For most women, gestational diabetes doesn’t cause any noticeable signs or symptoms. The ones that can occur can also be caused by pregnancy itself or by other health conditions, so it may not be obvious that you have it. Those symptoms include:
These symptoms typically go away after giving birth, when blood glucose levels return to normal. But gestational diabetes does increase the risk of developing type 2 diabetes later in life.
Gestational diabetes is divided into two classes, which are determined by the type of treatment that will be needed:
Class A1
This type of gestational diabetes can be controlled through healthy dietary changes. These may include eating meals and snacks on a regular schedule, as well as consuming balanced meals with carbohydrates, protein, and unsaturated fat. Regular exercise can also help manage the condition.
Class A2
This type of gestational diabetes cannot be controlled with diet strategies alone. Medications such as metformin (Glucophage) or insulin will be needed to manage blood sugar levels.
Uncontrolled gestational diabetes can cause a number of problems in both pregnant women and their babies. Receiving a diagnosis and managing blood sugar through diet and/or medication is important for a healthy pregnancy and delivery.
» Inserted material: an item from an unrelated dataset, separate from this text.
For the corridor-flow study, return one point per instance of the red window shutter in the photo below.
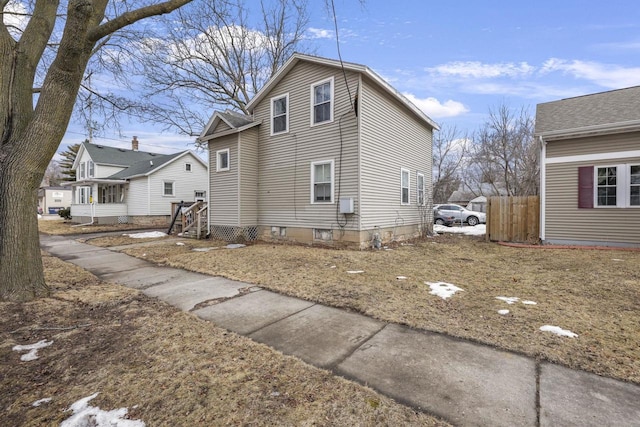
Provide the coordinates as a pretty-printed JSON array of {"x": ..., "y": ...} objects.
[{"x": 585, "y": 187}]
Complications for Pregnant Women
If you are pregnant and develop gestational diabetes, risks to your health include:
Preeclampsia, which is a condition that causes dangerously high blood pressure
An increase in amniotic fluid in pregnancy, which can put pressure on nearby organs like the lungs, stomach, and bladder
Preterm delivery
Need for a C-section
Higher risk of developing type 2 diabetes later in life
Complications for the Baby
If a pregnant woman has gestational diabetes, the baby is also at an increased risk of birth complications and health issues:
High birth weight
Preterm birth
Shoulder dystocia (getting stuck in the birth canal)
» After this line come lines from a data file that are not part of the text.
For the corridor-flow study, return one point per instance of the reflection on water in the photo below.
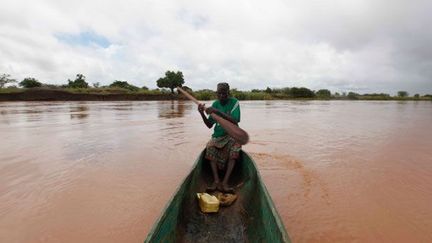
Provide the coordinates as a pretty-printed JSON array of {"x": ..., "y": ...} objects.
[
  {"x": 337, "y": 171},
  {"x": 78, "y": 111},
  {"x": 171, "y": 109}
]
Long-term higher risk of developing obesity and type 2 diabetes later in life
Since not everyone with gestational diabetes will develop symptoms, the American College of Obstetricians and Gynecologists advises all pregnant women to be screened for it.
This typically happens between 24 and 28 weeks of pregnancy. But if you have risk factors for gestational diabetes, your obstetrician may recommend testing earlier than that.
Risk factors for gestational diabetes include:
Overweight or obesity
A sedentary lifestyle
A family history of diabetes
A previous gestational diabetes diagnosis
Having a baby that weighed 9 pounds or more in a previous pregnancy
Your health history, including having high blood pressure, heart disease, or polycystic ovary syndrome
Certain high-risk ethnic groups, including those who are Asian, Hispanic, or Black
To test for gestational diabetes, your doctor will recommend either a glucose challenge test, which takes about an hour, or a glucose tolerance test, which takes two or three hours. These tests involve getting your blood drawn and consuming a sugary liquid, which allows the healthcare professional to measure your body’s response to sugar.
Gestational diabetes is a type of diabetes (high blood sugar) that can develop during pregnancy. Symptoms may include blurred vision, an increase in thirst and urination, and fatigue.
There are two classes of gestational diabetes. One can be managed with dietary changes and the other requires treatment with medication.
This health condition can be harmful for both the pregnant woman and her baby. Talk to your obstetrician about when you should be tested, given your health history and lifestyle.